Microsoft
is giving one of its most successful products, Office, a big update.
Consumers who use the software should get used to seeing more of them.
The company will begin shipping on Tuesday
Office 2016, an overhaul of the software suite, which offers well-known
apps like Word, PowerPoint, Excel, OneNote and Outlook. People will be
able to buy copies of the software in stores and online; or, if they
have a subscription to the software though Microsoft’s Office 365
service, their existing applications will be automatically updated in
the coming weeks.
There are numerous
changes in Office 2016, with the most prominent ones designed to improve
how the software is used by groups of people to collaborate. But one of
the biggest changes is that Office 2016 signals a major push toward
delivering the software as a continuing service to consumers, a model
toward which Microsoft has slowly been shifting its entire business.
More than a billion people use Office.
For a few years now,
corporate users have been able to get regular online Office updates with
new features, if they subscribe to it as a service. Now consumers will
get the same treatment, seeing new features at least once a month, John
Case, a Microsoft corporate vice president, said in an interview last
week.
There are already 15 million consumers subscribing to Office 365.
Google
has been doing these routine updates with its online-only apps for
years now. That’s a bit easier when your apps run in a web browser, as
Google’s do. But most of Microsoft’s customers are running Office apps
that are installed on their computers.
Google has also had
collaboration features in its apps for some time, and now Microsoft is
playing catch-up there, too. In the Word application that is part of
Office 2016, for example, two or more users of the software will be able
type into the same document and see the changes in each of their copies
of the file in real time. (Microsoft has had this feature in web
versions of Office for a while.)
That is something
people have been able to do in a Google Docs file for a long time. Mr.
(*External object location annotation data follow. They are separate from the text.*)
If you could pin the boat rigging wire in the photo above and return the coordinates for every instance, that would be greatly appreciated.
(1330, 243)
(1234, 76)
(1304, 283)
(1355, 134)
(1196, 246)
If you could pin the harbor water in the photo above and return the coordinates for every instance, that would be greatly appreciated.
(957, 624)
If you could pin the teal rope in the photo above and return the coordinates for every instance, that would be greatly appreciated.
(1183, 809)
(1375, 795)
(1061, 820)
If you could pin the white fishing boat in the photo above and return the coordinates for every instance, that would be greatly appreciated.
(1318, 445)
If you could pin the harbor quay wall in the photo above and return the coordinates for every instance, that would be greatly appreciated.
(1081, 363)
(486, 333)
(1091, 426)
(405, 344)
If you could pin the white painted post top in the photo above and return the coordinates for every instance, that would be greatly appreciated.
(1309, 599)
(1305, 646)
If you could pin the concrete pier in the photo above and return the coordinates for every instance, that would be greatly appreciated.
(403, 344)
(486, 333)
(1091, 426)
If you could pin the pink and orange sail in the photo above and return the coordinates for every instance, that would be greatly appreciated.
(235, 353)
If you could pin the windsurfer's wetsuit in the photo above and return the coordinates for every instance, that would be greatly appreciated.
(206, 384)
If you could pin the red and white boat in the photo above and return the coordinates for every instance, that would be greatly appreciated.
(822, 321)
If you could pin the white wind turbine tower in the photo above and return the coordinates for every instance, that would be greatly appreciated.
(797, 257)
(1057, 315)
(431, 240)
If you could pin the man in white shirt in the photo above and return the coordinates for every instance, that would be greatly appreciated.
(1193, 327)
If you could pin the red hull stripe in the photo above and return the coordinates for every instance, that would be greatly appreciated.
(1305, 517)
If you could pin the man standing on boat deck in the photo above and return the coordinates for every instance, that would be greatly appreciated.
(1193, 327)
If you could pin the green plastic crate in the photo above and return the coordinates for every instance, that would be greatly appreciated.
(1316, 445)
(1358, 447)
Case said it took Microsoft awhile to get the capability right in its
apps, which he said far exceed the power of Google’s and other online
apps. “For serious authoring, really the only effective way to do it is
in these apps,” he said.
Office 2016 will also let users initiate Skype
voice and video calls, chats and other communication directly from
within an Office document. Microsoft has also added a feature it calls
“modern attachments,” which allows everyone copied on an email using
Outlook 2016 to automatically gain access to a shared file on a cloud
storage service. That is meant to prevent situations where email
recipients begin editing out-of-date files sent as attachments.
“This is the first release of Office truly built for teamwork from the ground up,” Mr. Case said.